Panza Francesco, Seripa Davide, Solfrizzi Vincenzo, Imbimbo Bruno P, Lozupone Madia, Leo Antonio, Sardone Rodolfo, Gagliardi Gaetano, Lofano Lucia, Creanza Bianca C, Bisceglia Paola, Daniele Antonio, Bellomo Antonello, Greco Antonio, Logroscino Giancarlo
a Unit of Neurodegenerative Disease, Department of Basic Medicine Sciences, Neuroscience, and Sense Organs , University of Bari 'Aldo Moro' , Bari , Italy.
b Unit of Neurodegenerative Disease, Department of Clinical Research in Neurology , University of Bari 'Aldo Moro' at 'Pia Fondazione Card. G. Panico' , Lecce , Italy.
Expert Opin Emerg Drugs. 2016 Dec;21(4):377-391. doi: 10.1080/14728214.2016.1241232. Epub 2016 Oct 6.

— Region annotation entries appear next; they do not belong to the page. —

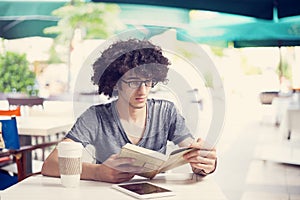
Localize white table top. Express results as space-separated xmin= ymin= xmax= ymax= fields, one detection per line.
xmin=17 ymin=116 xmax=74 ymax=136
xmin=0 ymin=173 xmax=226 ymax=200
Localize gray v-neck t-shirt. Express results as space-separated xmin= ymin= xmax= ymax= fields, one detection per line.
xmin=66 ymin=99 xmax=193 ymax=163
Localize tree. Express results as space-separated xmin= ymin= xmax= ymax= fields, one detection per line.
xmin=0 ymin=51 xmax=38 ymax=95
xmin=44 ymin=0 xmax=124 ymax=91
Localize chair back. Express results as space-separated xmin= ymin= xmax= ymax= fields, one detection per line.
xmin=0 ymin=117 xmax=20 ymax=149
xmin=0 ymin=106 xmax=21 ymax=116
xmin=7 ymin=97 xmax=44 ymax=107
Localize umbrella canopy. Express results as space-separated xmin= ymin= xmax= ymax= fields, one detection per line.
xmin=92 ymin=0 xmax=300 ymax=20
xmin=0 ymin=0 xmax=67 ymax=39
xmin=178 ymin=13 xmax=300 ymax=47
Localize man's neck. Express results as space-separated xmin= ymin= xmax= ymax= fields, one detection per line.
xmin=117 ymin=101 xmax=147 ymax=122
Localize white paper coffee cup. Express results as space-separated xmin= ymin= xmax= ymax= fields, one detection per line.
xmin=57 ymin=142 xmax=83 ymax=187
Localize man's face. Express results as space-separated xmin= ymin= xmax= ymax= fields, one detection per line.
xmin=118 ymin=71 xmax=152 ymax=109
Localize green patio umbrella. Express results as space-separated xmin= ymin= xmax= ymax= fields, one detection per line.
xmin=91 ymin=0 xmax=300 ymax=20
xmin=0 ymin=0 xmax=67 ymax=39
xmin=177 ymin=13 xmax=300 ymax=47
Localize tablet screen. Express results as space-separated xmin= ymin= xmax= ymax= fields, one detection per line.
xmin=119 ymin=183 xmax=171 ymax=195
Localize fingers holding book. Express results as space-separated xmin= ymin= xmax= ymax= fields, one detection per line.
xmin=184 ymin=138 xmax=217 ymax=175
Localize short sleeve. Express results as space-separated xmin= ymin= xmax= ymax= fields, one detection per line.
xmin=66 ymin=106 xmax=99 ymax=146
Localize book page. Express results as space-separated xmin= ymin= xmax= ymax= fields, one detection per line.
xmin=159 ymin=147 xmax=195 ymax=172
xmin=119 ymin=144 xmax=167 ymax=173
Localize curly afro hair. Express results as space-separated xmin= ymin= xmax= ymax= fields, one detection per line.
xmin=92 ymin=39 xmax=170 ymax=97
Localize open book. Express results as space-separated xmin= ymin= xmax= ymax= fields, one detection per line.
xmin=119 ymin=143 xmax=195 ymax=179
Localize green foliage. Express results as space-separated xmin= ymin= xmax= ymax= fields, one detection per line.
xmin=44 ymin=0 xmax=124 ymax=62
xmin=0 ymin=52 xmax=37 ymax=94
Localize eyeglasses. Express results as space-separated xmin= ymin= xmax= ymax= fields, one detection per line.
xmin=121 ymin=79 xmax=158 ymax=89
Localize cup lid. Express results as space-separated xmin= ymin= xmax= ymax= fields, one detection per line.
xmin=57 ymin=141 xmax=83 ymax=150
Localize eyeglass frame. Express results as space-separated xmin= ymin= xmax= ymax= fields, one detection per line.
xmin=121 ymin=79 xmax=158 ymax=89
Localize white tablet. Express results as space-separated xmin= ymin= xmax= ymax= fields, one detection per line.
xmin=112 ymin=182 xmax=175 ymax=199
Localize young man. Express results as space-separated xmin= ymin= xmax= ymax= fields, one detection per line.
xmin=42 ymin=39 xmax=216 ymax=183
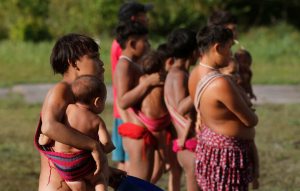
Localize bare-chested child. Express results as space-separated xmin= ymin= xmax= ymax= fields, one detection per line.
xmin=165 ymin=29 xmax=200 ymax=191
xmin=114 ymin=21 xmax=163 ymax=181
xmin=39 ymin=75 xmax=115 ymax=191
xmin=189 ymin=25 xmax=258 ymax=191
xmin=220 ymin=58 xmax=260 ymax=189
xmin=128 ymin=51 xmax=171 ymax=184
xmin=234 ymin=49 xmax=256 ymax=100
xmin=34 ymin=34 xmax=126 ymax=191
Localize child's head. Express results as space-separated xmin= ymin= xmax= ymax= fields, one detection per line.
xmin=220 ymin=57 xmax=239 ymax=83
xmin=50 ymin=33 xmax=99 ymax=75
xmin=207 ymin=11 xmax=238 ymax=39
xmin=234 ymin=49 xmax=252 ymax=72
xmin=71 ymin=75 xmax=107 ymax=114
xmin=118 ymin=1 xmax=154 ymax=27
xmin=115 ymin=21 xmax=150 ymax=57
xmin=157 ymin=44 xmax=174 ymax=72
xmin=140 ymin=51 xmax=165 ymax=75
xmin=197 ymin=25 xmax=233 ymax=68
xmin=167 ymin=29 xmax=199 ymax=65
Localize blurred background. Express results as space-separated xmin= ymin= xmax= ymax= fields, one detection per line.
xmin=0 ymin=0 xmax=300 ymax=191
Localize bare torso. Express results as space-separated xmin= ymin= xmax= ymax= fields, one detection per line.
xmin=39 ymin=82 xmax=95 ymax=191
xmin=165 ymin=67 xmax=196 ymax=139
xmin=189 ymin=66 xmax=255 ymax=140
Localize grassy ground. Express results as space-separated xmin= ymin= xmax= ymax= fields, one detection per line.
xmin=0 ymin=95 xmax=300 ymax=191
xmin=0 ymin=23 xmax=300 ymax=87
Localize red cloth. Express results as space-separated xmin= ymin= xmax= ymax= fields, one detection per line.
xmin=195 ymin=126 xmax=253 ymax=191
xmin=173 ymin=139 xmax=197 ymax=152
xmin=118 ymin=123 xmax=157 ymax=161
xmin=110 ymin=39 xmax=122 ymax=118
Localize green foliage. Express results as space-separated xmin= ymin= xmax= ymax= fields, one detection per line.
xmin=0 ymin=0 xmax=300 ymax=41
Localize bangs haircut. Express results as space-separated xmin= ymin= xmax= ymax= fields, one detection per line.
xmin=207 ymin=11 xmax=237 ymax=26
xmin=140 ymin=51 xmax=165 ymax=74
xmin=196 ymin=25 xmax=233 ymax=54
xmin=50 ymin=33 xmax=99 ymax=75
xmin=71 ymin=75 xmax=107 ymax=104
xmin=234 ymin=49 xmax=252 ymax=62
xmin=167 ymin=29 xmax=197 ymax=59
xmin=115 ymin=21 xmax=148 ymax=50
xmin=157 ymin=43 xmax=172 ymax=59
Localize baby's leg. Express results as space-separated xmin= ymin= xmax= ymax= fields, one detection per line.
xmin=66 ymin=180 xmax=86 ymax=191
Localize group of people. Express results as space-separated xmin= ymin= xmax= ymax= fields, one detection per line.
xmin=34 ymin=1 xmax=259 ymax=191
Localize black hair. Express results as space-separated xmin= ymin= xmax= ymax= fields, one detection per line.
xmin=140 ymin=51 xmax=165 ymax=74
xmin=50 ymin=33 xmax=99 ymax=74
xmin=234 ymin=49 xmax=252 ymax=61
xmin=157 ymin=43 xmax=172 ymax=59
xmin=197 ymin=25 xmax=233 ymax=54
xmin=71 ymin=75 xmax=107 ymax=104
xmin=167 ymin=29 xmax=197 ymax=59
xmin=115 ymin=21 xmax=148 ymax=50
xmin=207 ymin=11 xmax=237 ymax=26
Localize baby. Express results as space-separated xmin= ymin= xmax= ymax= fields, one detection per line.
xmin=234 ymin=49 xmax=256 ymax=100
xmin=39 ymin=75 xmax=115 ymax=191
xmin=220 ymin=58 xmax=259 ymax=189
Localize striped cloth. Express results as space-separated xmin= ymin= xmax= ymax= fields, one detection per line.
xmin=34 ymin=114 xmax=99 ymax=184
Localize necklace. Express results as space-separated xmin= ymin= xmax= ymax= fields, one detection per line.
xmin=76 ymin=103 xmax=89 ymax=110
xmin=200 ymin=62 xmax=219 ymax=71
xmin=119 ymin=55 xmax=137 ymax=65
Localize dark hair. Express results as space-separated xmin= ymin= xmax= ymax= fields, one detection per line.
xmin=196 ymin=25 xmax=233 ymax=54
xmin=167 ymin=29 xmax=197 ymax=59
xmin=50 ymin=33 xmax=99 ymax=74
xmin=234 ymin=49 xmax=252 ymax=61
xmin=115 ymin=21 xmax=148 ymax=50
xmin=157 ymin=43 xmax=172 ymax=59
xmin=140 ymin=51 xmax=165 ymax=74
xmin=71 ymin=75 xmax=107 ymax=104
xmin=207 ymin=11 xmax=237 ymax=26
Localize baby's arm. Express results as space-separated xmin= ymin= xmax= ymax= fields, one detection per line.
xmin=98 ymin=118 xmax=116 ymax=154
xmin=251 ymin=142 xmax=260 ymax=189
xmin=39 ymin=133 xmax=52 ymax=145
xmin=177 ymin=118 xmax=195 ymax=148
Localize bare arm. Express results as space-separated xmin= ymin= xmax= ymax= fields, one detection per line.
xmin=212 ymin=78 xmax=258 ymax=127
xmin=41 ymin=84 xmax=106 ymax=174
xmin=115 ymin=60 xmax=163 ymax=109
xmin=98 ymin=119 xmax=116 ymax=153
xmin=173 ymin=72 xmax=194 ymax=115
xmin=39 ymin=134 xmax=52 ymax=145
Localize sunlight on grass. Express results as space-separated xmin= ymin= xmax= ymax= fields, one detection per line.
xmin=0 ymin=94 xmax=300 ymax=191
xmin=0 ymin=23 xmax=300 ymax=87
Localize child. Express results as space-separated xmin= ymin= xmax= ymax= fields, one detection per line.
xmin=128 ymin=51 xmax=171 ymax=184
xmin=111 ymin=1 xmax=154 ymax=171
xmin=234 ymin=50 xmax=256 ymax=100
xmin=114 ymin=21 xmax=163 ymax=181
xmin=189 ymin=25 xmax=258 ymax=191
xmin=34 ymin=34 xmax=126 ymax=191
xmin=220 ymin=58 xmax=259 ymax=189
xmin=165 ymin=29 xmax=200 ymax=191
xmin=39 ymin=75 xmax=115 ymax=191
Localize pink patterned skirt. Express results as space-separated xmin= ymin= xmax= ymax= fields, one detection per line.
xmin=195 ymin=127 xmax=253 ymax=191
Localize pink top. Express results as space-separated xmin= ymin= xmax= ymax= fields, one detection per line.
xmin=110 ymin=39 xmax=122 ymax=118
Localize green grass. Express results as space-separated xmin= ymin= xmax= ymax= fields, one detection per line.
xmin=0 ymin=94 xmax=300 ymax=191
xmin=0 ymin=23 xmax=300 ymax=87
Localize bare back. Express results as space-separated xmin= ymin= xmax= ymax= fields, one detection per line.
xmin=189 ymin=66 xmax=255 ymax=139
xmin=53 ymin=104 xmax=102 ymax=153
xmin=165 ymin=67 xmax=195 ymax=139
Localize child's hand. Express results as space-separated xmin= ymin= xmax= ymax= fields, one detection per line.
xmin=252 ymin=178 xmax=259 ymax=190
xmin=177 ymin=138 xmax=185 ymax=148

Currently available drugs against Alzheimer's disease (AD) target cholinergic and glutamatergic neurotransmissions without affecting the underlying disease process. Putative disease-modifying drugs are in development and target β-amyloid (Aβ) peptide and tau protein, the principal neurophatological hallmarks of the disease. Areas covered: Phase III clinical studies of emerging anti-Aβ drugs for the treatment of AD were searched in US and EU clinical trial registries and in the medical literature until May 2016. Expert opinion: Drugs in Phase III clinical development for AD include one inhibitor of the β-secretase cleaving enzyme (BACE) (verubecestat), three anti-Aβ monoclonal antibodies (solanezumab, gantenerumab, and aducanumab), an inhibitor of receptor for advanced glycation end products (RAGE) (azeliragon) and the combination of cromolyn sodium and ibuprofen (ALZT-OP1). These drugs are mainly being tested in subjects during early phases of AD or in subjects at preclinical stage of familial AD or even in asymptomatic subjects at high risk of developing AD. The hope is to intervene in the disease process when it is not too late. However, previous clinical failures with anti-Aβ drugs and the lack of fully understanding of the pathophysiological role of Aβ in the development of AD, put the new drugs at substantial risk of failure.
目前可用的抗阿尔茨海默病(AD)药物作用于胆碱能和谷氨酸能神经传递,而不影响潜在的疾病进程。正在研发的潜在疾病修饰药物作用于β-淀粉样蛋白(Aβ)肽和tau蛋白,这是该疾病主要的神经病理学特征。涵盖领域:在美国和欧盟临床试验注册库以及医学文献中检索截至2016年5月新兴抗Aβ药物治疗AD的III期临床研究。专家观点:处于AD III期临床开发的药物包括一种β-分泌酶切割酶(BACE)抑制剂(verubecestat)、三种抗Aβ单克隆抗体(solanezumab、gantenerumab和aducanumab)、一种晚期糖基化终产物受体(RAGE)抑制剂(azeliragon)以及色甘酸钠和布洛芬的组合(ALZT-OP1)。这些药物主要在AD早期阶段的受试者、家族性AD临床前阶段的受试者甚至是有发展为AD高风险的无症状受试者中进行测试。希望在为时未晚时干预疾病进程。然而,此前抗Aβ药物的临床失败以及对Aβ在AD发展中病理生理作用的不完全理解,使这些新药面临巨大的失败风险。